Regarding CNN's efforts to avoid partisans asking questions at the recent Republican youtube debate, Howard Kurtz includes this, from CNN:
"Had we known that, we probably wouldn't have used the question," said David Bohrman, CNN's Washington bureau chief, who produced the debate. He added that "you could spend hours Googling everybody. What we cared about was that he was real." CNN deleted Kerr's question from a rebroadcast of the debate.
Bohrman said he had no problem using questioners who have voiced support for other candidates as long as they are not donors or formally affiliated with any campaign. "We bent over backwards to be fair," he said. "We're not perfect. But we tried extremely hard." (source -emphasize in bold mine)
Captain Ed deals with this claim quite well:
Extremely hard? That seems very questionable, as James Joyner points out in a quote Kurtz includes just before this. Within minutes of the broadcast, bloggers using nothing more than Google unearthed Kerr's connection to the Hillary Clinton campaign. With the other questioners, CNN apparently didn't even bother to peruse their posted profiles on their YouTube accounts, where they could have easily discovered their professed support for their candidates. (source)
Peggy Noonan also makes an excellent point. (Thanks to Ace)
I will never forget that breathtaking moment when, in the CNN/YouTube debate earlier this fall, the woman from Ohio held up a picture and said, "Mrs. Clinton, Mr. Obama, Mr. Edwards, this is a human fetus. Given a few more months, it will be a baby you could hold in your arms. You all say you're 'for the children.' I would ask you to look America in the eye and tell us how you can support laws to end this life. Thank you."
They were momentarily nonplussed, then awkwardly struggled to answer, to regain lost high ground. One of them, John Edwards I think, finally criticizing the woman for being "manipulative," using "hot images" and indulging in "the politics of personal destruction." The woman then stood in the audience for her follow up. "I beg your pardon, but the literal politics of personal destruction--of destroying a person--is what you stand for."
Oh, I wish I weren't about to say, "Wait, that didn't happen." For of course it did not. Who of our media masters would allow a question so piercing on such a painful and politically incorrect subject?
I thought of this the other night when citizens who turned out to be partisans for Mrs. Clinton, Mr. Obama and Mr.
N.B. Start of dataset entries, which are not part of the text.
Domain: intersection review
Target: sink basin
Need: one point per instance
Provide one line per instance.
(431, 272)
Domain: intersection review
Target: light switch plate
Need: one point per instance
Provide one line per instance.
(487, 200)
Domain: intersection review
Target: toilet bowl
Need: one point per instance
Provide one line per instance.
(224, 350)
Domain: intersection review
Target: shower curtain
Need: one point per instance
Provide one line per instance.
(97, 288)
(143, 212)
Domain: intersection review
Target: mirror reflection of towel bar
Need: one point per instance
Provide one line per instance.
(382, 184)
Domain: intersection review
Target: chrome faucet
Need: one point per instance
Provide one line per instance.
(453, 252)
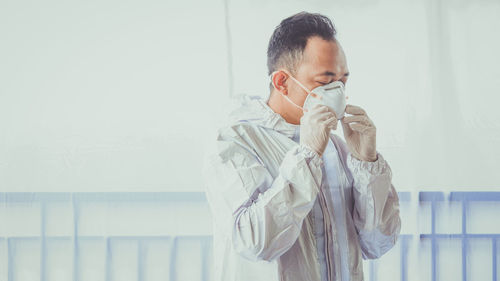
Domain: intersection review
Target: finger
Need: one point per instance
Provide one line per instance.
(354, 109)
(359, 127)
(347, 129)
(331, 122)
(319, 108)
(325, 115)
(363, 119)
(314, 95)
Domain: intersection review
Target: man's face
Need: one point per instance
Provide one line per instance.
(323, 62)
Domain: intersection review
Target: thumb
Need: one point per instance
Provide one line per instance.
(347, 129)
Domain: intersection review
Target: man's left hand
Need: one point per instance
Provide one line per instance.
(360, 133)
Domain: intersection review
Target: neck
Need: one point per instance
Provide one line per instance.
(279, 105)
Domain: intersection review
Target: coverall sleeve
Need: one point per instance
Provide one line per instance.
(263, 215)
(376, 206)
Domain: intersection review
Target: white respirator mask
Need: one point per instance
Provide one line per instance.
(331, 95)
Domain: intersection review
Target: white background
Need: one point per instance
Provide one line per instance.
(123, 95)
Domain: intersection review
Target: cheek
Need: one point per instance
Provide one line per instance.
(298, 95)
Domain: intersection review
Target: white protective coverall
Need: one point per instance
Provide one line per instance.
(261, 185)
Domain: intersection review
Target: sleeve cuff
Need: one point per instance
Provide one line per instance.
(376, 167)
(310, 155)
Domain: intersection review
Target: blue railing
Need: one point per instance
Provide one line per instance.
(177, 241)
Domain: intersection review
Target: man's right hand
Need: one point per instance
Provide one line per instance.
(315, 127)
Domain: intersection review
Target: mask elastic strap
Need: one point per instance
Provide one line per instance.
(285, 96)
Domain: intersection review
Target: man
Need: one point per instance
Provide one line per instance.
(290, 199)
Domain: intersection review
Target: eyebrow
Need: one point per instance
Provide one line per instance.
(329, 73)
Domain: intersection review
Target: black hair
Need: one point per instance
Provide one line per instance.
(289, 39)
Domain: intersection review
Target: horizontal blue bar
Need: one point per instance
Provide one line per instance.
(101, 196)
(475, 196)
(200, 196)
(458, 235)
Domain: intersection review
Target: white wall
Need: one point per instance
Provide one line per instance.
(121, 96)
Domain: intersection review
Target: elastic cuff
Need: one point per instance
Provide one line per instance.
(376, 167)
(310, 155)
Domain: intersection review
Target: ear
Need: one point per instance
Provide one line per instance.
(279, 81)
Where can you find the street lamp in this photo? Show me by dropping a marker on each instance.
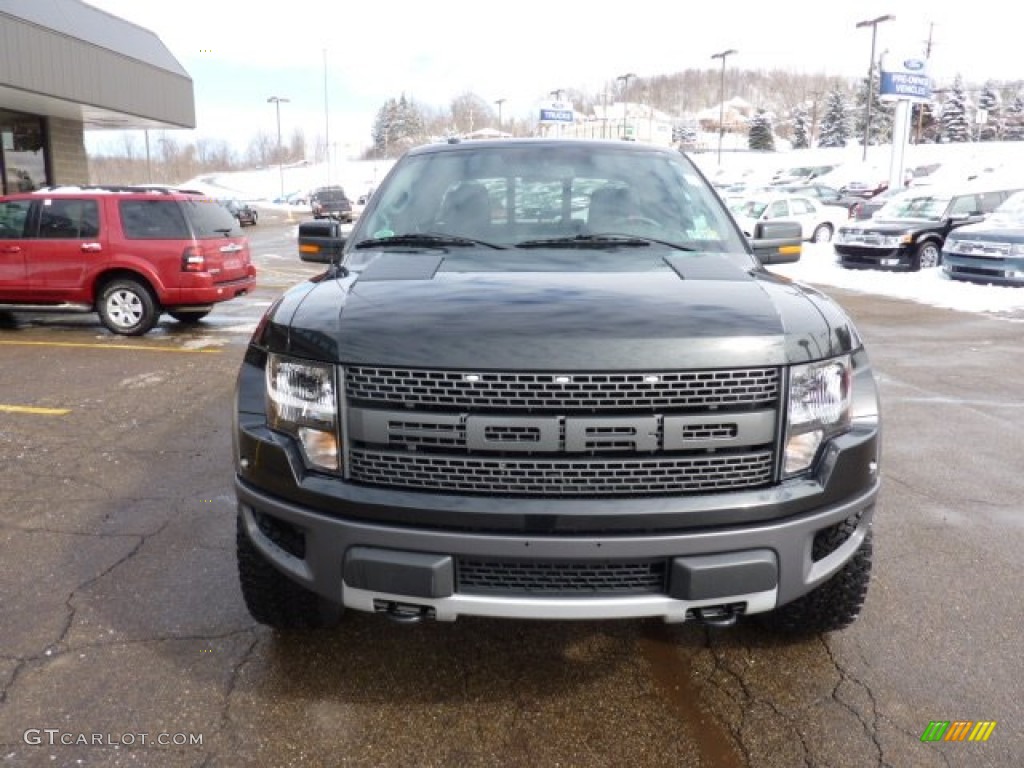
(275, 100)
(626, 90)
(500, 101)
(721, 93)
(873, 24)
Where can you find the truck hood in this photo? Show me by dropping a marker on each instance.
(667, 312)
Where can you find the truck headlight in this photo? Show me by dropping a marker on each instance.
(820, 395)
(302, 400)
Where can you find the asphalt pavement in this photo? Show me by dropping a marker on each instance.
(124, 639)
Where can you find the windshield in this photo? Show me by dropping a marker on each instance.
(527, 195)
(914, 206)
(331, 196)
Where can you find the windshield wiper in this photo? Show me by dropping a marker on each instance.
(599, 241)
(423, 240)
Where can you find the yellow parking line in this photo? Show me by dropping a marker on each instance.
(34, 411)
(140, 347)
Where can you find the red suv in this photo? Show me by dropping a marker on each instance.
(127, 253)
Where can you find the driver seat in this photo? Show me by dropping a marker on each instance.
(466, 210)
(610, 207)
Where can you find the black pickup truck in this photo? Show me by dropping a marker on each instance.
(551, 379)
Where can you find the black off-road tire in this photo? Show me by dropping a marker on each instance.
(275, 600)
(832, 606)
(127, 307)
(186, 316)
(927, 256)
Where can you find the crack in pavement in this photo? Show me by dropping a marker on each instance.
(751, 698)
(232, 681)
(870, 728)
(709, 733)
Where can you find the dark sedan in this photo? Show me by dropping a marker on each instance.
(244, 212)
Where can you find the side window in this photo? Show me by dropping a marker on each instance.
(154, 219)
(964, 205)
(69, 219)
(800, 207)
(988, 202)
(13, 216)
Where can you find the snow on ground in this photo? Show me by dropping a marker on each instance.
(817, 266)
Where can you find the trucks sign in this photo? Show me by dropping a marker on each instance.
(557, 112)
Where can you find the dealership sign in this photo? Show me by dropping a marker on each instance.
(557, 112)
(904, 80)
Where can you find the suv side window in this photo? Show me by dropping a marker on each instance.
(69, 219)
(13, 215)
(988, 202)
(964, 205)
(153, 219)
(799, 206)
(210, 219)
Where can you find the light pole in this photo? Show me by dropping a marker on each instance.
(721, 93)
(500, 101)
(275, 100)
(626, 91)
(873, 24)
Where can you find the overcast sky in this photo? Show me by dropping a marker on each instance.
(240, 53)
Edwards asked the Republicans, in debate, would Jesus support the death penalty, do you believe every word of the Bible, and what does the Confederate flag mean to you? (source)
While it's difficult to imagine CNN blowing something now that they've defined extremely hard down to that of a bowl full of Jello, they seem to have demonstrated a talent at doing that very thing. I'm impressed, but I doubt shareholders and what viewers they still have, care to be impressed in such a manner. Despite that, I really won't be surprised if they next try to fix that by lowering expectations for such words as professional, excel, competent, objective and knowledgeable. They have a pretty good start on that task anyway.